Molecular cloning and functional analysis of apoxin I, a snake venom-derived apoptosis-inducing factor with L-amino acid oxidase activity.

S Torii1, K Yamane, T Mashima, N Haga, K Yamamoto, J W Fox, M Naito, T Tsuruo.   

Abstract

We previously purified apoxin I, an apoptosis-inducing factor with L-amino acid oxidase (LAO) activity, from Western diamondback rattlesnake venom. To determine the primary structure of apoxin I, we cloned its cDNA. The amino acid sequence showed that apoxin I has an FAD binding domain and shares homology with L-amino acid oxidase (LAO) from Neurospora crassa, human monoamine oxidase B, and mouse interleukin 4-induced F1G1 protein. The full-length apoxin I has an N-terminal signal sequence that is processed in mature apoxin I in venom. When the apoxin I gene was transfected into human 293T cells, the recombinant protein was expressed in the cells, and a significant amount of apoxin I was secreted into the medium. The secreted recombinant apoxin I protein showed LAO and apoptosis-inducing activity, but the recombinant protein in the cells did not, suggesting that maturation and secretion of the apoxin I protein is needed for its activity.
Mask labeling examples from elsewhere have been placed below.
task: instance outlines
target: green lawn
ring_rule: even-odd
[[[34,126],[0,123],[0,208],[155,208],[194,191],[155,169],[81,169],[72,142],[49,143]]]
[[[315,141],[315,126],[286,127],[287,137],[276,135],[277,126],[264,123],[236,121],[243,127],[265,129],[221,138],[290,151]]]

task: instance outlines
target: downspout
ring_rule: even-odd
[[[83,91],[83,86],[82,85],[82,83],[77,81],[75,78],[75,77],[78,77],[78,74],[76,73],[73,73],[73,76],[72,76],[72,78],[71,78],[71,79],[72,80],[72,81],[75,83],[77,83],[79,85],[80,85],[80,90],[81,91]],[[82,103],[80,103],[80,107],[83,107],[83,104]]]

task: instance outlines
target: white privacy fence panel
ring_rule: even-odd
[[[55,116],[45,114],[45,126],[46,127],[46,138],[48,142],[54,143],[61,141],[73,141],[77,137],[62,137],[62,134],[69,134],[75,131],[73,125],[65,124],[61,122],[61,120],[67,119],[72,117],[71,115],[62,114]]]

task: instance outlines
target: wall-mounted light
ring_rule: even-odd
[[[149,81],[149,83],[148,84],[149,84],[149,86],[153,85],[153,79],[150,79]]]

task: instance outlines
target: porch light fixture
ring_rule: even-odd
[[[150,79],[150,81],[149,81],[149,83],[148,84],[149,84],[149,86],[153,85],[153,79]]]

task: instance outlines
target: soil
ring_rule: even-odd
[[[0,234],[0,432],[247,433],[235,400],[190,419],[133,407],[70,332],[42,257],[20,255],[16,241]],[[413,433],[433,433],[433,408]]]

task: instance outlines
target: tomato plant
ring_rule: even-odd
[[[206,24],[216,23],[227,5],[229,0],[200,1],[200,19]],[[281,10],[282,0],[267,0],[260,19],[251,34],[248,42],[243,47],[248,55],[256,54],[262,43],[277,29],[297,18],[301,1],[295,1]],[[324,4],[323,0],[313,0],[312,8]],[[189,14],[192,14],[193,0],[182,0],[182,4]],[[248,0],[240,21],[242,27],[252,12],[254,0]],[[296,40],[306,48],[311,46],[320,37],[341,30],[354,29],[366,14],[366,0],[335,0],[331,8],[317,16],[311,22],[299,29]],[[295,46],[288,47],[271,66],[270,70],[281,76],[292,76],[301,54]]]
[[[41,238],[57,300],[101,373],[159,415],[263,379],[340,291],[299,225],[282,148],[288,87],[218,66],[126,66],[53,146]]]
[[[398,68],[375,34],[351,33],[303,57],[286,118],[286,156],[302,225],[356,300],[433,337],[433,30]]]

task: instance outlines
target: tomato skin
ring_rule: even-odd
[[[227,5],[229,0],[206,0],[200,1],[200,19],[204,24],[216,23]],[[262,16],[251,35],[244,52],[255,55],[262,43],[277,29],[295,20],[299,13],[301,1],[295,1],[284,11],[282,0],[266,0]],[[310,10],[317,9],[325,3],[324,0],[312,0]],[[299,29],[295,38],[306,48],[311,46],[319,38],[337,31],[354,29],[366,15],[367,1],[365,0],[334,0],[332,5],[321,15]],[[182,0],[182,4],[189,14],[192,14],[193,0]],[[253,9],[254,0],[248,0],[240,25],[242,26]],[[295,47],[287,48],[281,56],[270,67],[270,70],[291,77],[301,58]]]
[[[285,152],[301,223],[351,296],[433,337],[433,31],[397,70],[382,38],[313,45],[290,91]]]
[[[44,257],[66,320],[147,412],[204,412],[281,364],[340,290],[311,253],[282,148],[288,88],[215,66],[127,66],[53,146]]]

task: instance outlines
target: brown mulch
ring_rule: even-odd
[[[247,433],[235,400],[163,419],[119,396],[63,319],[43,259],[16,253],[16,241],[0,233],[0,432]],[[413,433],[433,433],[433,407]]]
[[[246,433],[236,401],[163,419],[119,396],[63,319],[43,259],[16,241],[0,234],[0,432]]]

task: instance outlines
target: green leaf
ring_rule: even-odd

Treating the transfected cells with tunicamycin inhibited the secretion and LAO activity of the recombinant apoxin I. In addition, deleting the amino-terminal region flanking the signal sequence, the FAD-binding domain and the carboxy-terminal region abolished the secretion and LAO activity of the recombinant proteins. These results indicate that in order for apoxin I to become active, these regions and posttranslational modification, such as N-glycosylation, are required.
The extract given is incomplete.